What to do when they're back in your house, with your rules.
Dear Dr. G,
I'm back. Last year I wrote to you about my anxiety about my daughter going off to college. I was afraid that she wouldn't make friends and would get homesick. You were right. She found her way. Now I have a new problem. Not only did she find her way but she found an 18-year-old boyfriend who she met at the college orientation last summer.
Well, this boy is driving quite a long distance to come spend the weekend at our house. My daughter, who is also 18, thinks that her boyfriend should sleep in her room, in her bed and under my roof. My husband and I are not comfortable with this idea. Listen, I know that my daughter is sexually active but I don't need or want to see or hear about it in my house.
What do you think Dr.G.?
A Confused Mom
You are in good and plentiful company. Countless numbers of parents are dealing with this very issue .
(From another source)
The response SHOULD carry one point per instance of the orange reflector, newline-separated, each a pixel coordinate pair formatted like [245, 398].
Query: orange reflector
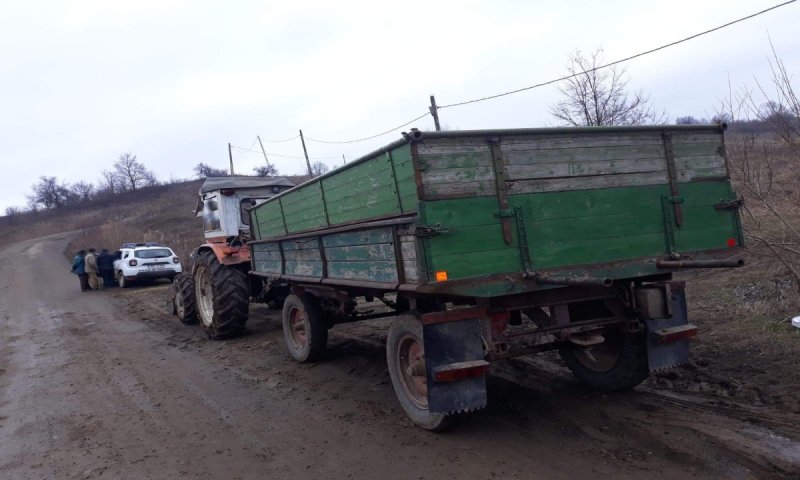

You and your husband certainly have a right to your feelings. I don't think that there are too many parents who would be comfortable with the sleeping arrangement that your daughter is proposing. On the other hand, it is excellent that you are aware that your daughter is sexually active and I hope that you continue to talk to her about all things sexual and emotional.It is fine to tell your daughter that these sleeping arrangements will not work for you. She can then decide if she still wants the boyfriend to come visit. Even if you do plump up the pillows in the guest room for the boyfriend-don't be surprised if the teens have a secret tryst in the middle of the night. Control what you can. It is after all your home. And, remember that is okay to say no to your daughter. She will recover and I promise that she will not hate you for life. Good luck and let me know how things go.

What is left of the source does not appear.